Counsel for the defense was successfully brought to light the fact of Zhou’s own failure to discuss his condition with health professionals aggravated his condition. With this being brought for consideration, it was implicitly suggested that Zhou was merely exaggerating the extent of his injuries sustained from the crash caused by Barreto. Certainly, Zhou attempted to downplay the long-term effects of the second accident.

Furthermore, with the aim of reducing the damages that Zhou would stand to recover, Unisource’s counsel focused heavily on Zhou’s physical examination immediately preceding June 17, 2003. These examinations failed to reflect any back pain, fractures or broken teeth as Zhou contended. It is the theory of the defense that Zhou falsely claimed that he had lost consciousness during the crash andhad hit the left side of his forehead against the steering wheel. Zhou’s claim fails, according to the defense, as is highlighted by his inconsistent statements which are not corroborated by his medical records. ‘It was three days later when [Zhou] went to Dr. Lee, and that’s when all of this treatment started spiraling out of control. Because notwithstanding the relatively benign and mild symptoms as identified in these hospital records, he treated on a continuous basis from June 20, 2003, all the way through December 2003.’

Defense counsel rightly emphasized the fact that dental treatment was not sought until September 2004. This fate does not coincide with either of the vehicular accidents (dated June 2003 and March 2004, respectively.) Furthermore, it is quite clear from Zhou’s letter to State Farm that he made no reference whatsoever to any mouth or dental injuries.

Lastly, defense contended that Zhou’s doctors knowingly performed unnecessary procedures and overcharged for the same with the aim of inflating Zhou’s claim to damages in the course of litigation.

Despite defense’s efforts, the jury was not inclined in the defendant’s favor. However, it did find that a reduction of economic damages (from $190,000 to $173,295.24) was appropriate.

My analysis of the facts of the case leads me to the conclusion that should this case be appealed, the defendant can put forward a solid case.

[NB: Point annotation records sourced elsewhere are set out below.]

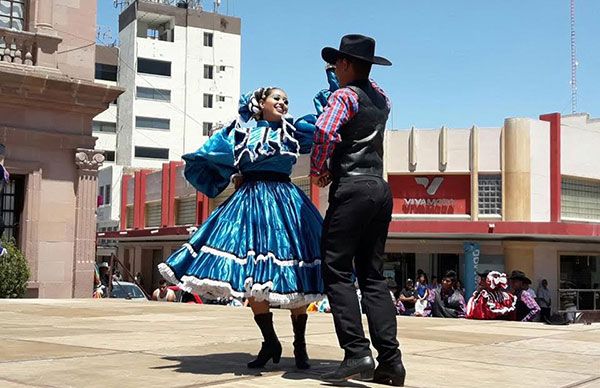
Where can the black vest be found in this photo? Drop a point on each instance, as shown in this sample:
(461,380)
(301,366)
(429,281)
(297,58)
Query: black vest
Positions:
(361,150)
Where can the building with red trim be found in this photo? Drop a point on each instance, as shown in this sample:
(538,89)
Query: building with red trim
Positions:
(527,192)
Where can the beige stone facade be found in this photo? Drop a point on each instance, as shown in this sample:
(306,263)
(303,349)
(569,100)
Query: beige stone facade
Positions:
(47,101)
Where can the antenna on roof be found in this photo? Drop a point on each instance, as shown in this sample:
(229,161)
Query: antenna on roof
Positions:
(574,62)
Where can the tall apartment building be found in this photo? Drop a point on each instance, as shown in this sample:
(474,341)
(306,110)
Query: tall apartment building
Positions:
(48,98)
(180,68)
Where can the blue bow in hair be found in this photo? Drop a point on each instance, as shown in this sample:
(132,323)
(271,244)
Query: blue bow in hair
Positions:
(244,106)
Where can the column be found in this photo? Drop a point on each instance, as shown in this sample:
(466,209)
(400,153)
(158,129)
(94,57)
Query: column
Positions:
(88,162)
(30,222)
(47,39)
(517,170)
(518,255)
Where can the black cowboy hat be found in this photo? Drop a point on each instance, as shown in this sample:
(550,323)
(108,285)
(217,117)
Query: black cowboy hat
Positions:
(519,275)
(355,46)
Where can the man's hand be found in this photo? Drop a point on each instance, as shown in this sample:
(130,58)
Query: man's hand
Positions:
(321,180)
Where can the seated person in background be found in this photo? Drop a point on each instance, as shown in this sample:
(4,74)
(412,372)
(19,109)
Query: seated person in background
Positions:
(163,293)
(491,300)
(422,308)
(408,297)
(526,308)
(398,304)
(449,302)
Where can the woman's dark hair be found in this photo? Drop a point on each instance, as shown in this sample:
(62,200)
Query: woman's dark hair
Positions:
(451,274)
(259,95)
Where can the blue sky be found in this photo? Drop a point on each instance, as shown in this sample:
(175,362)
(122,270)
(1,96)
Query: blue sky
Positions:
(456,63)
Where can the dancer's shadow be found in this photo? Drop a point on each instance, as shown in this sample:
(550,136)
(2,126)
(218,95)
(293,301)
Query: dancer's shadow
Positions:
(235,363)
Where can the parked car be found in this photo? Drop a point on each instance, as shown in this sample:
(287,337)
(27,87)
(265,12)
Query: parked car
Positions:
(126,290)
(186,297)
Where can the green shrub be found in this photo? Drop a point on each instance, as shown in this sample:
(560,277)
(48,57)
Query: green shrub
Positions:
(14,270)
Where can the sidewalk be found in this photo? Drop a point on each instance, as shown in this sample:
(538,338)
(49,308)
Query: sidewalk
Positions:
(119,343)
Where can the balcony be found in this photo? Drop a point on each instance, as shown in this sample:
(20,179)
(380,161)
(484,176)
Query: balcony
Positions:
(28,48)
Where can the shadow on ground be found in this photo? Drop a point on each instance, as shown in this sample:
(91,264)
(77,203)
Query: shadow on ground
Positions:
(235,363)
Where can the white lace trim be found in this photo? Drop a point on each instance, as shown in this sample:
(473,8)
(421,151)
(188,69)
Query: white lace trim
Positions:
(251,253)
(284,133)
(260,292)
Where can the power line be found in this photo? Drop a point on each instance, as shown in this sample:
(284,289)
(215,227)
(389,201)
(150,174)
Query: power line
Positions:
(573,61)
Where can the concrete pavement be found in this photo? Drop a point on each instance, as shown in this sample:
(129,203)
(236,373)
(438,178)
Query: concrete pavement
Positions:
(119,343)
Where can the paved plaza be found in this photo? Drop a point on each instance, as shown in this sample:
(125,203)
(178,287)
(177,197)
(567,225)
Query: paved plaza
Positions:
(119,343)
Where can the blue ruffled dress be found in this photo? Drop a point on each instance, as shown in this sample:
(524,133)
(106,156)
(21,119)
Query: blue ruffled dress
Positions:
(264,241)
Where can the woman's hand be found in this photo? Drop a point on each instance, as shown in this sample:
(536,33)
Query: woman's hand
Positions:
(237,181)
(321,180)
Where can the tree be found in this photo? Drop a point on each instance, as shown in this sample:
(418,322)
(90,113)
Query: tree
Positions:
(14,270)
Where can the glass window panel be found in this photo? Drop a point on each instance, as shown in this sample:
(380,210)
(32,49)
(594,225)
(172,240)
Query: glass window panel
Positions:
(152,123)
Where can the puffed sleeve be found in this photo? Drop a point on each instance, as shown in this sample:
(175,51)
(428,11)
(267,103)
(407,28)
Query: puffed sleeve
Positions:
(210,168)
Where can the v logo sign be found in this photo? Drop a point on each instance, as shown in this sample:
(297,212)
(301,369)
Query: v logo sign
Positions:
(432,186)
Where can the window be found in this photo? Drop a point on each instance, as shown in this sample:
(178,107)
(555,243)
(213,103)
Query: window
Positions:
(105,72)
(151,152)
(153,94)
(104,126)
(579,287)
(208,72)
(11,205)
(580,198)
(490,194)
(152,123)
(12,14)
(100,201)
(152,33)
(107,194)
(207,101)
(152,66)
(206,129)
(208,38)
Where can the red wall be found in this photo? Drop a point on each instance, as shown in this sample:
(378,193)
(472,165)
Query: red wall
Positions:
(431,194)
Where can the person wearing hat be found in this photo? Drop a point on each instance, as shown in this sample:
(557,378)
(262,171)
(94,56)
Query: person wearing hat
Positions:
(348,153)
(526,308)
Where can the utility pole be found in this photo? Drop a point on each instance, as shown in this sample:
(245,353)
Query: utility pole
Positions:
(573,61)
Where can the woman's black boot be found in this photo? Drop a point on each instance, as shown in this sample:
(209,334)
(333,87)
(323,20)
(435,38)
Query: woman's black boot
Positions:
(271,348)
(300,354)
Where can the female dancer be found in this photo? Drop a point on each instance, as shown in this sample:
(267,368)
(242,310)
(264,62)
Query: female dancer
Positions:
(263,242)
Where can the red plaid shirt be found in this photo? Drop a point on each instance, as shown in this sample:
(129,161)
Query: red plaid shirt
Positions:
(341,107)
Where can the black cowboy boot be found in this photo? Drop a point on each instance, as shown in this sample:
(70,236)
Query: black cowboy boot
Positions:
(351,368)
(390,374)
(271,348)
(300,354)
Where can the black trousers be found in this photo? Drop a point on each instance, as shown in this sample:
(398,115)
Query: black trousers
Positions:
(354,234)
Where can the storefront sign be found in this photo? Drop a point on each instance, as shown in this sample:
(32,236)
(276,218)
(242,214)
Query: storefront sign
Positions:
(472,256)
(447,194)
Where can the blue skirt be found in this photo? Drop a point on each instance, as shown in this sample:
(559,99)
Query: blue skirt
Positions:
(263,242)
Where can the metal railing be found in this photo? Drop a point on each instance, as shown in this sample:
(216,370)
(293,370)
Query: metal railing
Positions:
(579,298)
(28,48)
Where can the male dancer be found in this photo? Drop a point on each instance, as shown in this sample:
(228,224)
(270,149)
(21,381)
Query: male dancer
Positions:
(350,134)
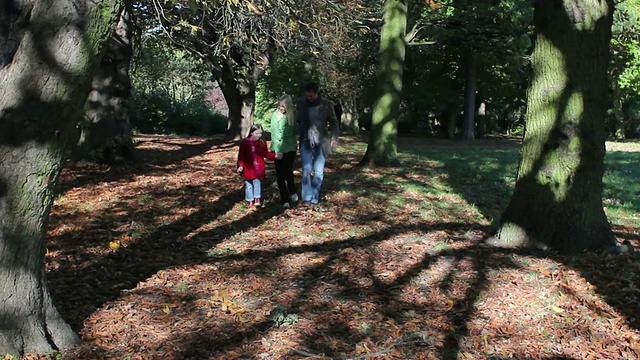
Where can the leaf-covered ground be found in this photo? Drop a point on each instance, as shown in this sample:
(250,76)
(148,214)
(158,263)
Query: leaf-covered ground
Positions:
(162,260)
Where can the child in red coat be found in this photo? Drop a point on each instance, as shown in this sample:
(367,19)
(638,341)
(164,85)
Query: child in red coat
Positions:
(251,156)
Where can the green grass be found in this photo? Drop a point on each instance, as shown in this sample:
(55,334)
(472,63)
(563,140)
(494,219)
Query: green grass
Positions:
(476,183)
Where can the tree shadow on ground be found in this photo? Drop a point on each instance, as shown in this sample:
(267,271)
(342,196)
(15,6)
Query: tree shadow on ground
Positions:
(153,154)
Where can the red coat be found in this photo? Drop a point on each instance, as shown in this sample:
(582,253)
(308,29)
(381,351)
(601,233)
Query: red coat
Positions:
(251,157)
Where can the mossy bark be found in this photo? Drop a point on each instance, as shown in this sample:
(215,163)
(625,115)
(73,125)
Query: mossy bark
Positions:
(45,70)
(383,148)
(557,201)
(105,128)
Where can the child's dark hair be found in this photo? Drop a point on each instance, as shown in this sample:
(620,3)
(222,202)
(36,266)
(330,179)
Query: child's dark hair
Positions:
(254,127)
(311,86)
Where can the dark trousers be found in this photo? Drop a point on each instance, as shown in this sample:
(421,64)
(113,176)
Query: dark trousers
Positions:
(284,174)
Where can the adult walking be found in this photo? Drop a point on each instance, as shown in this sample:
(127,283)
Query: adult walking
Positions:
(318,136)
(283,140)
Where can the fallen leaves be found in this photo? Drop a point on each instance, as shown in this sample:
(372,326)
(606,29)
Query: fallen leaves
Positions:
(189,272)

I believe that the letters of admission of contributory liability addressed to State Farm were under or even miss-appreciated. Such letters, should they be admitted in the trial proceeding would be reasonably reduced.

Furthermore, further investigation and re-examination of the evidence may prove that the surgeries performed on Zhou may not have been necessary at all without the subsequent accident.

Reference

  • D Barker, Colin Padfield ‘Law’ Oxford : Butterworth-Heinemann, 2007.
  • Frederic Bastiat ‘Low’ 12 th Media Services, 2017.